Width.ai

How to Use Recurrent Feature Reasoning for Image Inpainting

Matt Payne
·
March 5, 2023

recurrent feature reasoning for image inpainting
Recurrent feature reasoning output on the right vs. reconstruction of visual structure in the middle (Source: Li et al.)

Does your business routinely remove, redact, or censor information from images and videos for business or legal reasons? Perhaps you redact people's names or photos from all your scanned documents for privacy reasons? Or censor competitors' products from your marketing videos? Or maybe you run a tourism site that gets thousands of image uploads from your users, and you want to give them a way to remove unwanted people and objects from their photos.

All these workflows can benefit from a computer vision task called image inpainting. In this article, you'll learn what image inpainting is, what it's used for, and how to implement it using a technique called recurrent feature reasoning for image inpainting.

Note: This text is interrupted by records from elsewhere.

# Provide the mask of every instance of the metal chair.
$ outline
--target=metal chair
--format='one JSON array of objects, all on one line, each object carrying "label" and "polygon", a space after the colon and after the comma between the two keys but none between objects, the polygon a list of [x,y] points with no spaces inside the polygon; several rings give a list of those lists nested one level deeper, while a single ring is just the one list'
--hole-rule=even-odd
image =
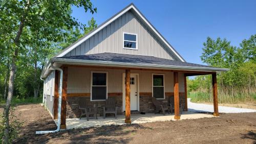
[{"label": "metal chair", "polygon": [[94,104],[93,107],[90,107],[87,106],[86,103],[84,101],[80,100],[78,102],[78,109],[81,110],[81,115],[80,116],[80,119],[83,115],[86,115],[87,121],[89,121],[90,115],[93,114],[94,117],[95,115],[96,118],[98,119],[97,116],[97,108],[95,105]]},{"label": "metal chair", "polygon": [[163,114],[164,115],[165,115],[165,111],[167,110],[168,113],[169,114],[169,108],[168,108],[168,106],[166,105],[160,105],[160,103],[159,101],[157,101],[155,98],[152,98],[152,102],[153,103],[155,106],[156,106],[156,111],[155,113],[157,113],[157,112],[159,112],[160,110],[162,110],[163,112]]},{"label": "metal chair", "polygon": [[105,119],[106,114],[114,113],[115,118],[117,118],[117,107],[115,98],[108,98],[106,101],[105,106],[103,107],[103,118]]}]

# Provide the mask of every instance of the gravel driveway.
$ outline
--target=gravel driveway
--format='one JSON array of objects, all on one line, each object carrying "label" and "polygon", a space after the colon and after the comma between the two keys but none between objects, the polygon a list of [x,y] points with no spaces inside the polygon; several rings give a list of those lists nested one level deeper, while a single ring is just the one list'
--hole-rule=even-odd
[{"label": "gravel driveway", "polygon": [[[189,111],[214,112],[214,106],[203,104],[194,103],[190,102],[190,98],[187,99],[187,107]],[[225,106],[219,106],[220,113],[254,112],[256,110],[239,108]]]}]

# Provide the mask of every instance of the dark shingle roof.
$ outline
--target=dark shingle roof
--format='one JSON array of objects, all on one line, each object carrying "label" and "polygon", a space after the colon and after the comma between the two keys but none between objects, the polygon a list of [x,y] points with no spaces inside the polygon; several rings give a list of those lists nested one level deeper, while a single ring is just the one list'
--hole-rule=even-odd
[{"label": "dark shingle roof", "polygon": [[69,57],[57,57],[56,58],[92,60],[105,62],[124,62],[135,64],[148,64],[200,67],[213,67],[207,65],[159,58],[153,56],[110,53],[104,53],[96,54],[79,55]]}]

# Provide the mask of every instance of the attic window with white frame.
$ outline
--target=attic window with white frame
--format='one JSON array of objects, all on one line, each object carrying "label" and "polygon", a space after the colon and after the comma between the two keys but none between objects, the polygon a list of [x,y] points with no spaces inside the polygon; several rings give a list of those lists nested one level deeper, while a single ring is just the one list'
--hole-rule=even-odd
[{"label": "attic window with white frame", "polygon": [[123,49],[138,50],[137,34],[123,33]]}]

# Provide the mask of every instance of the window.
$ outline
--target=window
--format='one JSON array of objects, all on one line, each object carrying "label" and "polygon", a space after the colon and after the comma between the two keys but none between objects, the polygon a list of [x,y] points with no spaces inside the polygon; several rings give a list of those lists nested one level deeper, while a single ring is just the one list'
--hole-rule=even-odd
[{"label": "window", "polygon": [[123,49],[138,50],[137,34],[123,33]]},{"label": "window", "polygon": [[[124,77],[124,83],[125,83],[125,77]],[[130,78],[130,84],[135,84],[135,79],[134,78]]]},{"label": "window", "polygon": [[107,99],[108,73],[92,72],[91,101],[102,101]]},{"label": "window", "polygon": [[51,101],[51,102],[52,101],[52,97],[53,96],[53,94],[52,93],[52,82],[53,82],[53,73],[52,73],[52,74],[51,75],[51,94],[50,94],[50,100]]},{"label": "window", "polygon": [[156,99],[164,99],[164,76],[163,74],[152,75],[153,97]]}]

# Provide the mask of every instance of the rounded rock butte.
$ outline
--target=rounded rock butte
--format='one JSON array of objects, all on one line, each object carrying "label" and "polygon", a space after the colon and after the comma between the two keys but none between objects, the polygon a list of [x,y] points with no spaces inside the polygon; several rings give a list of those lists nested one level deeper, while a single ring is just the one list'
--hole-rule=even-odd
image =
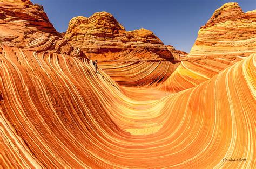
[{"label": "rounded rock butte", "polygon": [[225,4],[186,56],[106,12],[64,39],[13,1],[0,1],[1,167],[255,168],[255,12]]}]

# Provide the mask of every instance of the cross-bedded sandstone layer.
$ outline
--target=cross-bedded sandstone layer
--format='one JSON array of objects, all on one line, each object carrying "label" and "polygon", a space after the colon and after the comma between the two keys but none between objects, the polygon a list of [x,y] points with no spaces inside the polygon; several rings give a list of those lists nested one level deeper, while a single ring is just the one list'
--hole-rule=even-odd
[{"label": "cross-bedded sandstone layer", "polygon": [[126,31],[106,12],[73,18],[64,37],[90,59],[97,59],[100,68],[124,86],[158,86],[187,54],[164,45],[149,30]]},{"label": "cross-bedded sandstone layer", "polygon": [[187,57],[159,86],[176,92],[196,86],[256,52],[256,11],[244,13],[237,3],[215,10]]},{"label": "cross-bedded sandstone layer", "polygon": [[169,93],[28,46],[0,43],[1,167],[255,168],[256,53],[183,61]]},{"label": "cross-bedded sandstone layer", "polygon": [[44,11],[30,1],[0,1],[0,44],[85,57],[61,37]]}]

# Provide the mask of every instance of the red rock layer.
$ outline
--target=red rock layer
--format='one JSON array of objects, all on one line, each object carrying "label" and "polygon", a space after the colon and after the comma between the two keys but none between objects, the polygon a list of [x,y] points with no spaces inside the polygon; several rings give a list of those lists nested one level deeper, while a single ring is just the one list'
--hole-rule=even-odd
[{"label": "red rock layer", "polygon": [[255,52],[255,12],[242,12],[237,3],[216,10],[188,55],[159,89],[177,92],[196,86]]},{"label": "red rock layer", "polygon": [[[119,86],[85,58],[6,44],[0,44],[1,167],[255,167],[256,53],[183,61],[173,83],[184,77],[204,82],[170,94]],[[125,55],[166,64],[140,50]],[[223,161],[234,158],[244,161]]]},{"label": "red rock layer", "polygon": [[30,1],[0,1],[0,44],[84,57],[61,37],[46,14]]},{"label": "red rock layer", "polygon": [[244,13],[238,3],[227,3],[201,27],[190,57],[245,57],[255,47],[256,10]]},{"label": "red rock layer", "polygon": [[90,59],[97,59],[100,68],[125,86],[161,83],[177,67],[175,64],[187,54],[164,45],[149,30],[125,31],[105,12],[89,18],[75,17],[69,23],[65,38]]},{"label": "red rock layer", "polygon": [[3,167],[255,167],[255,54],[149,100],[85,59],[2,48]]}]

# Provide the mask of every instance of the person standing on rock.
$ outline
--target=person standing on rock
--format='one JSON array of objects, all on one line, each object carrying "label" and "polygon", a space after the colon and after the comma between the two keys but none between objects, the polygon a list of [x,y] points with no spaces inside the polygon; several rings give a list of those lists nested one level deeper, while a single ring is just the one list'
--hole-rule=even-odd
[{"label": "person standing on rock", "polygon": [[95,61],[93,62],[94,66],[95,67],[95,73],[98,72],[98,65],[97,64],[98,64],[98,61],[97,60],[95,60]]}]

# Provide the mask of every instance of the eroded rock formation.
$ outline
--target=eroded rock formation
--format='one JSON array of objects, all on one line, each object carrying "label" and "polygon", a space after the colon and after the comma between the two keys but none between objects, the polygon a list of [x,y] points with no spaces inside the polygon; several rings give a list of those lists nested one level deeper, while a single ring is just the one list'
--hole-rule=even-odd
[{"label": "eroded rock formation", "polygon": [[[0,9],[24,5],[9,1]],[[25,30],[23,19],[16,24]],[[1,167],[255,168],[256,53],[183,61],[166,80],[169,93],[122,86],[85,57],[37,44],[44,33],[64,40],[58,33],[36,29],[12,42],[5,33],[16,32],[0,32]],[[122,52],[163,59],[143,48]],[[234,158],[245,161],[223,161]]]},{"label": "eroded rock formation", "polygon": [[30,1],[0,1],[0,44],[85,57],[61,37],[46,14]]},{"label": "eroded rock formation", "polygon": [[[65,35],[118,83],[156,86],[175,70],[186,52],[164,45],[145,29],[126,31],[110,13],[76,17]],[[139,71],[136,69],[140,67]]]},{"label": "eroded rock formation", "polygon": [[226,3],[200,29],[190,54],[159,88],[196,86],[255,52],[256,10],[244,13],[237,3]]}]

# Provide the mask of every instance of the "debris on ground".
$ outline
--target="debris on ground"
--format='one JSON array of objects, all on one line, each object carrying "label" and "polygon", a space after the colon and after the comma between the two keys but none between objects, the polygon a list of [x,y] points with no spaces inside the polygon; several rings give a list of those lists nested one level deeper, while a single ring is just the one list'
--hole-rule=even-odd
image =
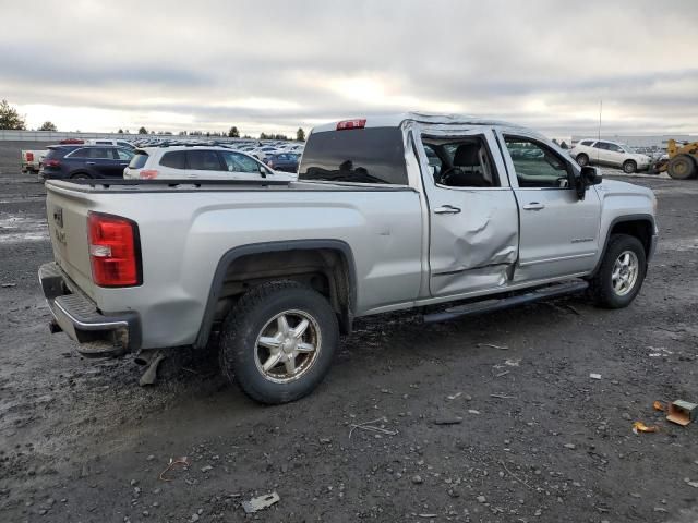
[{"label": "debris on ground", "polygon": [[462,423],[462,417],[443,417],[440,419],[434,419],[434,425],[458,425]]},{"label": "debris on ground", "polygon": [[277,503],[281,498],[276,491],[272,494],[267,494],[265,496],[260,496],[258,498],[252,498],[248,501],[242,502],[242,508],[245,513],[253,514],[258,512],[260,510],[267,509],[272,507],[274,503]]},{"label": "debris on ground", "polygon": [[160,365],[160,362],[163,360],[165,360],[165,354],[159,351],[153,355],[148,368],[145,370],[145,373],[143,373],[143,376],[141,376],[141,380],[139,381],[139,385],[141,387],[145,387],[146,385],[155,385],[155,381],[157,381],[157,367]]},{"label": "debris on ground", "polygon": [[507,345],[495,345],[494,343],[478,343],[478,346],[490,346],[492,349],[498,349],[501,351],[508,351],[509,348]]},{"label": "debris on ground", "polygon": [[659,428],[654,425],[651,426],[647,426],[645,425],[642,422],[635,422],[633,424],[633,431],[635,434],[640,434],[640,433],[657,433],[659,431]]},{"label": "debris on ground", "polygon": [[696,419],[698,404],[684,400],[676,400],[669,404],[666,419],[677,425],[686,426]]},{"label": "debris on ground", "polygon": [[372,433],[385,434],[387,436],[397,435],[398,434],[397,430],[388,430],[387,428],[376,427],[375,425],[373,425],[374,423],[385,423],[385,422],[387,422],[385,417],[378,417],[377,419],[372,419],[370,422],[351,425],[351,428],[349,429],[349,439],[351,439],[351,433],[353,433],[354,429],[357,428],[361,430],[372,431]]},{"label": "debris on ground", "polygon": [[189,463],[189,460],[186,459],[186,457],[178,458],[177,460],[173,460],[172,458],[170,458],[170,462],[167,465],[167,469],[165,469],[163,472],[160,472],[160,475],[158,476],[160,478],[160,481],[163,481],[163,482],[171,482],[172,479],[169,478],[169,477],[165,477],[165,474],[170,472],[177,465],[190,466],[190,463]]}]

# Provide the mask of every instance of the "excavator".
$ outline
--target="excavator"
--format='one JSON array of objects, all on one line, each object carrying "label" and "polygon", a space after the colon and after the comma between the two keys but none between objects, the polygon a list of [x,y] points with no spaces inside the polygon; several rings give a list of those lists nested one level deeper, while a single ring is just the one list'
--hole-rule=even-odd
[{"label": "excavator", "polygon": [[698,177],[698,142],[678,144],[670,139],[666,145],[669,161],[658,162],[652,171],[666,171],[675,180],[688,180]]}]

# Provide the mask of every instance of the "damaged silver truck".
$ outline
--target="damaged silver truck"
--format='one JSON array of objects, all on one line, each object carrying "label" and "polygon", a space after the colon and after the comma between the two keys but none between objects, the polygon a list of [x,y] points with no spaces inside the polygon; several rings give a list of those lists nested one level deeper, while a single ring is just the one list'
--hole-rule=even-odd
[{"label": "damaged silver truck", "polygon": [[292,401],[359,316],[424,321],[588,291],[625,307],[657,244],[651,191],[528,129],[418,113],[313,130],[299,181],[47,183],[52,330],[83,354],[204,348]]}]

What Is Image Inpainting? What Can You Do With It?

Image inpainting fills in any holes or gaps in an image with artificially generated patches that seem visually and semantically coherent with the rest of the image to an observer. The holes may arise due to deliberate editing to remove unwanted people or objects from images, or as a result of damage to old photographs and paintings over time.

Some use cases of image inpainting:

  • Replace unwanted persons or objects in photos: After you edit out an unwanted object or person from a photo, use inpainting to fill in the hole with a visually consistent background or set of objects.
  • Combine segmentation and inpainting for automated image editing: If you have a large number of photos that require mundane editing or censoring but you’re currently doing this manually, you can automate the workflow by using text-guided segmentation to automatically select the objects you want to remove and then replacing them using inpainting.
  • Generate product photos: For your marketing and sales campaigns, you can generate new natural-looking backgrounds around your product photos.
Product image generation with image inpainting
  • Create stock images and illustrations for your blogs and websites: Inpainting is an efficient way to generate free novel stock images and illustrations that aren't encumbered by copyright or licensing restrictions, and that can be freely used on your blog, on your website, or in your online store.
  • Restore damaged photos and videos: If your business handles old, damaged photos, you can scan them to a digital image format and restore their damaged areas using inpainting. You can do the same for old videos on older storage media like videotapes that may be damaged or corrupted.

In the next section, we'll dive into one of the deep learning-based image inpainting methods, called recurrent feature reasoning.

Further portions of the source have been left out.